Any application that aims to cater to high demand XML processing encounters memory and performance barriers, the main culprit being the memory-intensive object model used inside those applications. AXis Object Model, or better known as AXIOM originated from the Apache Axis2 effort, as a new lightweight and efficient object model for representing XML. It has been specifically engineered to be less memory-intensive, using deferred building.

Part 1 of this article looks in to the architecture of AXIOM and will explain the way to navigate through the object model.

Why and What is AXIOM?

The current approaches for XML processing can be categorized into two broad approaches:

  • Tree-based approach - In this approach, which is followed by DOM (Document Object Model) -like APIs, the whole XML file is loaded into the memory, which causes the size of the object model to be larger than the source XML. Therefore, this method is not appropriate for memory constrained environments (J2ME, for example) or for systems handling large documents (a Web services engine, for instance).
  • Event-based approach - This approach processes the source XML in chunks and do not need to build complex memory structures. It can start working with the receipt of the first byte of the source. But developer control over this approach is minimal as event-based APIs feed the content as and when they see the document, regardless of whether the application is ready to receive data or not.

One of the aims of latest Streaming API for XML (StAX API - JSR 173) was to overcome this developer control problem. (Click here for more information about StAX). But you cannot easily navigate forward and backward using an event-based approach. That is the reason why the tree-based approach is preferred over event-based approach amongst developers, although it is memory inefficient.

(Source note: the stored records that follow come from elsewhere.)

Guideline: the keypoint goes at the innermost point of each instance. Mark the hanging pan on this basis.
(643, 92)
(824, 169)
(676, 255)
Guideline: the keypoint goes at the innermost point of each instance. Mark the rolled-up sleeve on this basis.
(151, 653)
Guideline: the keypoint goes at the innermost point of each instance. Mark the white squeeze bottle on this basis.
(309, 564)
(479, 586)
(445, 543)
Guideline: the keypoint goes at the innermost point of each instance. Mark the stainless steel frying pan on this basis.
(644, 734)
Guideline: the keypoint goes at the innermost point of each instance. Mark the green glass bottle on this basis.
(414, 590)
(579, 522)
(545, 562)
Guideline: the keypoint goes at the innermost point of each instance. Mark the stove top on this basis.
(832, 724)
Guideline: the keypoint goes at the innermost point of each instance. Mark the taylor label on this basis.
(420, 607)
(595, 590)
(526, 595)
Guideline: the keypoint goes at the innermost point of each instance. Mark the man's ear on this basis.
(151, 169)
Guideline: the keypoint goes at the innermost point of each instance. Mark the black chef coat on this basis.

AXIS Object Model, a.k.a. OM (AXIOM) is introduced to get the best of both worlds. AXIOM depends on the StAX API in order to input and output data. The important point here is that this has deferred building support, which none of the existing object models have. That is, this model will not build the document until it is absolutely required by the application. The object model only contain features that are already built and the rest is still kept in the stream. Moreover, AXIOM can provide StAX events from any given point of the received document, whether it has already been built or not. Further more, AXIOM has the option to give these StAX events with or without building the memory model for later access. This is called caching in AXIOM. Even though AXIOM provides "flavors" of both ends, care has been taken not to compromise performance due to this enhancement.

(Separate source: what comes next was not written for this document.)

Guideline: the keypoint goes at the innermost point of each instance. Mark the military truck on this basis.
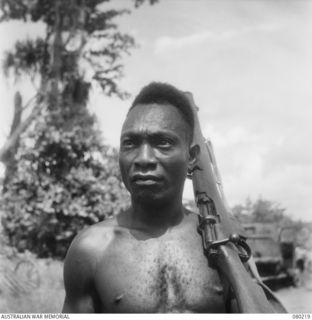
(275, 252)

AXIOM API has been developed in a manner that it is straight forward to a Java programmer. One of the major requirements of Apache Axis2, the next generation of the renowned Web service engine Apache Axis, was to give it the ability to have a low memory foot print, yet with a very fast object model. AXIOM caters to that very requirement.

AXIOM Architecture

Axiom Accessing the XML Stream image

Figure. 1: AXIOM Accessing the XML Stream

As can be seen in Figure 1, AXIOM accesses the XML stream through the StAX interface. AXIOM binary release contains StAX parser implementation from Woodstox. But you are free to use any of the implementation which implements StAX API.

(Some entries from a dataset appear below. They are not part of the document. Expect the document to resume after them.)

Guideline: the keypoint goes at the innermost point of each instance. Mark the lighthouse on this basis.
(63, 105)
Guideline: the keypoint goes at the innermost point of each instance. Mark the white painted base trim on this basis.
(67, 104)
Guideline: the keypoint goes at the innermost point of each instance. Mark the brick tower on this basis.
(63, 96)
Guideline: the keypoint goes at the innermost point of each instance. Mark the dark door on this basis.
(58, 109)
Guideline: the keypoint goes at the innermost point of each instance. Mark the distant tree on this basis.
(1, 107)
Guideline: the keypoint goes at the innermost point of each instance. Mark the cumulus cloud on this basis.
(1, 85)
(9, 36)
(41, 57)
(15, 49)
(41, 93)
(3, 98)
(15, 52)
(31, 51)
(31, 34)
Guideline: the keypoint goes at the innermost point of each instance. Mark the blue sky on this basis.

Object Model Architecture Image

Figure. 2: Object Model Architecture

Figure 2 provides a deeper look into AXIOM. AXIOM "sees" the XML input stream through the StAX stream reader, which is being wrapped by a builder interface provided. The current implementation has three builders, namely:

  • StAXOMBuilder - this will build full XML info-set supported general XML model.
  • StAXSOAPModelBuilder - this will build SOAP specific object model. Object model will contain SOAP-Specific objects like the SOAPEnvelope, SOAPHeader etc.
  • XOPAwareStAXOMBuilder - This is used to handle SOAP messages with MTOM (Message Transmission Optimization Mechanism) nodes.

Each of the builders provide support for deferred building and caching. The user has the option of building the memory model (or not) and can control this via setting the cache to ON or OFF.

The AXIOM API works on top of the builder interface and provides the user with a convenient, yet powerful API. It will provide the highest flexibility, as one can change builders and object model implementations completely independent of one another. AXIOM has a defined set of APIs and you can implement your own memory model based on that.

Currently, Axis2 comes with two implementations of those sets of APIs. (There was an effort to build another AXIOM API implementation on a table-based model, but was discarded later). The first implementation is based on a linked list based model and it is considered as the default implementation of AXIOM. The other model, also referred to as DOOM (DOM Over OM, rather Document Object Model over Object Model) attempts to layer DOM interfaces over AXIOM objects and had proven to be capable of providing DOM capability on AXIOM. DOOM is used with Axis2 in providing WS-Security support as most of the security standards like XML Security and Canonicalization are already implemented on DOM interfaces.

To work with different implementations, AXIOM has the concept of a factory to create AXIOM objects, which will help to switch between different implementations of object model. The factory is designed such that if no specific AXIOM implementation is given it will automatically pick the default one from the class path.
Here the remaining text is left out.